France has pledged $1.4 billion to United Nations-backed efforts to combat HIV, in a move hailed by the world body’s agency coordinating the global AIDS response.
French President Nicolas Sarkozy announced yesterday that his nation will provide the funds to the Global Fund to Fight AIDS, Tuberculosis and Malaria at a General Assembly meeting in New York on progress made in realizing the Millennium Development Goals (MDGs).
Halting and beginning to reverse the spread of HIV and AIDS by 2015, as well as achieving universal access to treatment for the disease, are among the eight MDGs.
“At a time of difficult fiscal space, France has put the interests of people living with HIV first,” said Michel Sidibé, Executive Director of the Joint UN Programme on HIV/AIDS (UNAIDS), urging all other countries to follow France’s lead.
During a meeting with the UNAIDS chief yesterday, Mr.

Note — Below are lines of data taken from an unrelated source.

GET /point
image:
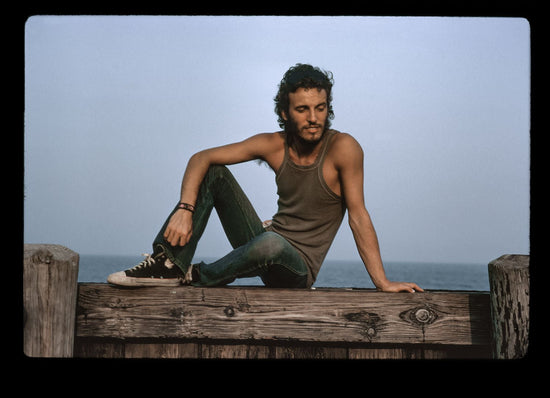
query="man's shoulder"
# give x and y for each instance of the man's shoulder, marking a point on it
(344, 141)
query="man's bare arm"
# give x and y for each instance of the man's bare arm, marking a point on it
(180, 226)
(350, 167)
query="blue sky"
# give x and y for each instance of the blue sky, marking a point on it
(116, 105)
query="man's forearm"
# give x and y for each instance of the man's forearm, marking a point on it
(194, 174)
(368, 247)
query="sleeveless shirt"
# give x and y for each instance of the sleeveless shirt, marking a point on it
(309, 212)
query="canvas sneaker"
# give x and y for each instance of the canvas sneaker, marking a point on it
(155, 270)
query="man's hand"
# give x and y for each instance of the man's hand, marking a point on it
(180, 228)
(395, 287)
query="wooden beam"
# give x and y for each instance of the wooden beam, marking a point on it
(301, 315)
(509, 281)
(49, 299)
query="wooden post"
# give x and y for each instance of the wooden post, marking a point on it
(50, 275)
(509, 282)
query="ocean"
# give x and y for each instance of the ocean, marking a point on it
(334, 273)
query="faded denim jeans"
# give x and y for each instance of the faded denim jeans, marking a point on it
(257, 252)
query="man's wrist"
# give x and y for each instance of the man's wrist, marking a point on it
(186, 206)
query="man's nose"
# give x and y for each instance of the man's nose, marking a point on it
(312, 117)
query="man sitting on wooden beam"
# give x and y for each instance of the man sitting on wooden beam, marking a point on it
(319, 174)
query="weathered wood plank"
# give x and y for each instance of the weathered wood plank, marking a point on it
(509, 281)
(258, 313)
(49, 298)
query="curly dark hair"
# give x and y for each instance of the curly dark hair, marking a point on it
(305, 76)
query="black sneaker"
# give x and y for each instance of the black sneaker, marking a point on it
(155, 270)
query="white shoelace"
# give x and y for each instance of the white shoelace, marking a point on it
(149, 260)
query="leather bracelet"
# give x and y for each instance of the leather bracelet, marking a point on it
(186, 206)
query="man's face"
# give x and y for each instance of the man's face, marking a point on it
(307, 114)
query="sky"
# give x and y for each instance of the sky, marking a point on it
(116, 105)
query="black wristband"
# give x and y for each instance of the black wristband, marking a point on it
(186, 206)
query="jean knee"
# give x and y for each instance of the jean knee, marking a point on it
(268, 247)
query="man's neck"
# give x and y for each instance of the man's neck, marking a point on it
(305, 153)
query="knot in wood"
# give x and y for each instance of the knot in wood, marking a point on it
(422, 315)
(229, 311)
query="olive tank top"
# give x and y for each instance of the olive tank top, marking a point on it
(309, 212)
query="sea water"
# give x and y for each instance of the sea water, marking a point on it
(334, 273)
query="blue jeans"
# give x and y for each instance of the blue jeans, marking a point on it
(257, 252)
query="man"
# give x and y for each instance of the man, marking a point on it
(319, 174)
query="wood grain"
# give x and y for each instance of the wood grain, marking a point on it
(260, 314)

Sarkozy praised the agency’s approach to place the response to the pandemic as part of the broader health and development agenda.
More than 7,400 people are infected and 5,500 die from AIDS-related illnesses every day, and HIV remains the leading cause of death among reproductive-age women worldwide, according to the UN.
There are also nearly 10 million people living with HIV who urgently need treatment today.
UNAIDS data shows that new infections have declined by more than 25 per cent in the 22 countries most affected by the disease in sub-Saharan Africa, home to two-thirds of all people living with HIV.
“AIDS is a smart investment that is producing results for people holistically,” Mr. Sidibé said, stressing that “this is a time for scaling up, not scaling down.”